In league football, most players sign with a club for contracts of two years or more. During that period, if both clubs agree, the player may transfer, on payment of a fee by the buying club. All clubs are in the habit of keeping each other advised of players who they are happy to consider for transfer (although if the price is right, almost any player can be bought, as the recent cases of Stan Collymore, Paul Ince and Andy Cole show). The players themselves never receive any money from the transfer fee between the clubs.

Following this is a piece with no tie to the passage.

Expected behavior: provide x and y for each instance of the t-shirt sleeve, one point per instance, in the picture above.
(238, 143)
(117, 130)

From the club's point of view, the player's value is much lower at the end of their contract, when, theoretically they become a free agent. The reality - a practice unique to football - is that the club holds the player's FA "registration" and does not have to release him until another club makes a satisfactory offer of a "compensation fee" to buy him. As long as the club continues to pay a basic wage, the player cannot leave.

Out of favour and out of luck, is it surprising that a player might resort to legal action, to challenge such extraordinary employment terms?

A player's contract is generally not renewed for one of two basic reasons: either the club is unwilling - or indeed unable - to renew, or the player does not want to extend his stay on the terms offered. Whether the problem is lack of goodwill or lack of funding, it is entirely logical that a fresh start should be made elsewhere.

All Football League contracts run until 30 June, and so it is about now that some players will have had the preliminary chat with the manager that will leave them in a no-man's land until another monied club steps in and whisks them away. Around 90 per cent of British professional footballers are valued at less than pounds 250,000. They have only the cushion of a modest signing-on fee, paid in instalments over the course of the contract, to supplement their basic wage (often around pounds 500 per week). The amount of the signing-on fee is entirely down to what the player, or his agent, can negotiate. So this time of year can be an incredibly nerve-wracking one for the average player about to see his contract expire.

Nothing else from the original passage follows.